I felt abandoned and full of guilt. Daddy had told me to do a certain thing, and that was wait. I told myself that I had waited, but I knew I was splitting hairs. I had waited on the roof of the icehouse and seen what I wasn’t supposed to see; heard what I wasn’t supposed to hear. I didn’t always do as told, but somehow, this time, I felt as if I had transgressed beyond forgiveness.

I tried to look innocent as Daddy, Doc Tinn, and the Reverend came out. I had not seen the Reverend enter, but it had to be him. He was a tall, very lean colored man with a flat nose and a look like someone waiting on something bad to happen so he could talk salvation. He wore black pants and shoes and a white shirt with yellow sweat stains under the arms. He had on a thin black tie that looked to be fraying about the edges and he was putting on a soft brown felt hat as he came out of the icehouse. The hat had a little bright red and green feather in the brim on the left side.

As they came down the steps, Daddy, slipping on his hat, looked over at me, and though he didn’t say anything, his gaze made me nervous. At the bottom of the icehouse steps Daddy gave the Reverend something, turned to Doc Tinn and extended his hand. Doc Tinn, still unaccustomed to such, stuck out his hand quickly and they shook.

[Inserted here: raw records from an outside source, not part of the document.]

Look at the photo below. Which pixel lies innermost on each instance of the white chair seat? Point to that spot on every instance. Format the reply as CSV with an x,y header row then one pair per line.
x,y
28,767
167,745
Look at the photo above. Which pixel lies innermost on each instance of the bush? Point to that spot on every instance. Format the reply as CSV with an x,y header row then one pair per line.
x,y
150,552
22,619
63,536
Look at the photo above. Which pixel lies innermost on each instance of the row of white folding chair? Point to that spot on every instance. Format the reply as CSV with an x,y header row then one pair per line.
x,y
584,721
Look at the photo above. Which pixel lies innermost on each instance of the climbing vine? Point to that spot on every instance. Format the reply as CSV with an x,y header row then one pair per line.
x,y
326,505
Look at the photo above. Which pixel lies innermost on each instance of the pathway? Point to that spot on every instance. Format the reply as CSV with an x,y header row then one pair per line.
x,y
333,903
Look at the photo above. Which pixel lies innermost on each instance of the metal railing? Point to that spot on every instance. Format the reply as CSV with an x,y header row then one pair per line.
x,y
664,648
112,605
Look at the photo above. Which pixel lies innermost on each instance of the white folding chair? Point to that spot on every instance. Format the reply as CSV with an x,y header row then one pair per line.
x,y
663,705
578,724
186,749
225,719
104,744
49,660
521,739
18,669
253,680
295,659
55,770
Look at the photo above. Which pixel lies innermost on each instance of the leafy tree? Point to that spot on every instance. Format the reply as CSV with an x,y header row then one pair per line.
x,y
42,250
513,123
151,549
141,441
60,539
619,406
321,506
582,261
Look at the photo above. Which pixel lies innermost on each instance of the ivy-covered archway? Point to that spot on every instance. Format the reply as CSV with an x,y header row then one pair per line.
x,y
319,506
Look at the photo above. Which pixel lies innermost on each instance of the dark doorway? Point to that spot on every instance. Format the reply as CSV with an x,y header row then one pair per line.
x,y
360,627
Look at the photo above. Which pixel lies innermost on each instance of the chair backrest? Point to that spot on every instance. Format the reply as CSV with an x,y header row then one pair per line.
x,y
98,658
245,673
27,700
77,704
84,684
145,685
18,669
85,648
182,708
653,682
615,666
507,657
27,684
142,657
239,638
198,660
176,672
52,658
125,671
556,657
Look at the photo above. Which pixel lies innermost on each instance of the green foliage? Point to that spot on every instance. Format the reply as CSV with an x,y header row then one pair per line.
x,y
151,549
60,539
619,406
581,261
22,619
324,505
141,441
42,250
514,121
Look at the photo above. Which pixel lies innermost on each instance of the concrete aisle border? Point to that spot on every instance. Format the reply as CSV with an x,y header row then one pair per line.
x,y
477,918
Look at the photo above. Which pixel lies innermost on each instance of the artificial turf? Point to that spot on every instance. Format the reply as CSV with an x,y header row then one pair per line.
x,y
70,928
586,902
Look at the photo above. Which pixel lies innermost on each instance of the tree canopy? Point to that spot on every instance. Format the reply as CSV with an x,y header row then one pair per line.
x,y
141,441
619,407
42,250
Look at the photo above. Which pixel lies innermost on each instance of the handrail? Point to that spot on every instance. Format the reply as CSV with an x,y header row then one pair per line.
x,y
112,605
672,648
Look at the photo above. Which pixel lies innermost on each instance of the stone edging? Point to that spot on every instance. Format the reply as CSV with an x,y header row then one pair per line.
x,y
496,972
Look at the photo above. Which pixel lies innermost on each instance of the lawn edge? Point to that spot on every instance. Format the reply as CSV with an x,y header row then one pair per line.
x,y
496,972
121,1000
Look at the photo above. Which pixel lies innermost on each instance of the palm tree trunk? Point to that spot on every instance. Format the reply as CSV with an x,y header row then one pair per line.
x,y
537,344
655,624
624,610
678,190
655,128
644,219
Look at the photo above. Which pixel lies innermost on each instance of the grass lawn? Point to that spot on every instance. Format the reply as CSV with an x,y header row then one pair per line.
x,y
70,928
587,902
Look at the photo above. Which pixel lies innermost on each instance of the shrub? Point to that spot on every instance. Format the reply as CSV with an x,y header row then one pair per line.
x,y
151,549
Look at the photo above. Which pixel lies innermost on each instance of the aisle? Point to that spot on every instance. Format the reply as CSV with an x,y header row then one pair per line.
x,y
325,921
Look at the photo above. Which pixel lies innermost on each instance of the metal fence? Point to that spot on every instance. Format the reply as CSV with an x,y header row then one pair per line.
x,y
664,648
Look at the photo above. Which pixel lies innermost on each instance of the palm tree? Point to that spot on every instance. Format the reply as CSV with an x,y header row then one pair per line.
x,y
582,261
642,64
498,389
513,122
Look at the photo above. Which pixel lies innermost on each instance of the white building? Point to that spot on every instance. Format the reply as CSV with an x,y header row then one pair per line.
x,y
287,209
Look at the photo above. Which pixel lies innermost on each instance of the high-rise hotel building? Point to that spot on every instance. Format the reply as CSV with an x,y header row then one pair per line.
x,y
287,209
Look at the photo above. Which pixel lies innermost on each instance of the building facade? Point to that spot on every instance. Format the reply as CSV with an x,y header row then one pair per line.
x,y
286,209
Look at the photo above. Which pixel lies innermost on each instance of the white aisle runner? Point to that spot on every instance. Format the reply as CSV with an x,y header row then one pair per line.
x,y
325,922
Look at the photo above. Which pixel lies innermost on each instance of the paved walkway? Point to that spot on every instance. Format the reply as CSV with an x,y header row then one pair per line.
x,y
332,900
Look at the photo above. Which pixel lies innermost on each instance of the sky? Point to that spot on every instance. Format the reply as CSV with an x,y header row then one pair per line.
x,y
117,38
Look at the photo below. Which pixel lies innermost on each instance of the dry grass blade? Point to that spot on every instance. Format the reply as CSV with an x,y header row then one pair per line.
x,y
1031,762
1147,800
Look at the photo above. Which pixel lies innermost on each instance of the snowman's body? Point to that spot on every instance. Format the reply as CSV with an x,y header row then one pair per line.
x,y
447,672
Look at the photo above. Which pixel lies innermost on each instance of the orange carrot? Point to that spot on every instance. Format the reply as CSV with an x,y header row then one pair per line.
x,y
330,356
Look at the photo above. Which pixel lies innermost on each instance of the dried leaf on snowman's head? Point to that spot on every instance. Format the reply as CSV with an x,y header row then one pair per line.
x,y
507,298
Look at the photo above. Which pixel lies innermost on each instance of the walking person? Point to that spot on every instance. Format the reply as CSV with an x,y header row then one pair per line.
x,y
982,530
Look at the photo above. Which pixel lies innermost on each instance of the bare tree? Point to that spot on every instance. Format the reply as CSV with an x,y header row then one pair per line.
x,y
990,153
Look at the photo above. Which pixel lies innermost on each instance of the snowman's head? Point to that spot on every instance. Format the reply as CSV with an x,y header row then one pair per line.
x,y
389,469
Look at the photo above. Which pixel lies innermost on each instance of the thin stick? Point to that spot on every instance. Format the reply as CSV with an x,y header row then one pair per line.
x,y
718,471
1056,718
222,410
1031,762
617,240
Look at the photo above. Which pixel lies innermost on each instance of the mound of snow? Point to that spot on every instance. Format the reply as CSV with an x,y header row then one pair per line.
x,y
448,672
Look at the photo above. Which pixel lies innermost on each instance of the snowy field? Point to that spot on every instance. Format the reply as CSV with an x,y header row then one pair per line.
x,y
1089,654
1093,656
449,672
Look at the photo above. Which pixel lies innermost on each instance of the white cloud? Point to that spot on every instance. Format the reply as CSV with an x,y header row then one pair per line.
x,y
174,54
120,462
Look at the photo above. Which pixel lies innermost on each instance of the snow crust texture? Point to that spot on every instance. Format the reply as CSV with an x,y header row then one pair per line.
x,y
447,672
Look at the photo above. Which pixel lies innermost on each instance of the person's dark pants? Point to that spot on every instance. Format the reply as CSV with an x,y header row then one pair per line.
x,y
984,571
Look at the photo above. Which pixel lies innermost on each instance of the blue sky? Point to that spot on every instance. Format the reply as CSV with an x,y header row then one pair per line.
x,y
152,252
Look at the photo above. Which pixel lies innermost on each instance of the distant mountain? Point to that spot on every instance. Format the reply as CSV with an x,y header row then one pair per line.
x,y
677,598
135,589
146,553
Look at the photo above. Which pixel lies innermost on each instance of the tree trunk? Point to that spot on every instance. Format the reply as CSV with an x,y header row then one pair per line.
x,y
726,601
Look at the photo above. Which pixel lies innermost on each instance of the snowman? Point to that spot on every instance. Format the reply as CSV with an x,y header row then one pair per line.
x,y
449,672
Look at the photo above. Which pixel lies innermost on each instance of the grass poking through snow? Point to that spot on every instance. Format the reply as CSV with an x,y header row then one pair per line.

“I want to thank you for your help,” Daddy said. “I may be talkin’ to you again.”

“It’s all just opinion, Constable,” Doc Tinn said.

“It sounded like reasonable opinion to me,” Daddy said.

“Thank you, kindly, Constable.”

They talked a little more with the Reverend. I saw Daddy reach in his pocket and hand the preacher something, but I couldn’t make it out. Then he shook hands with him, turned around, and called to me.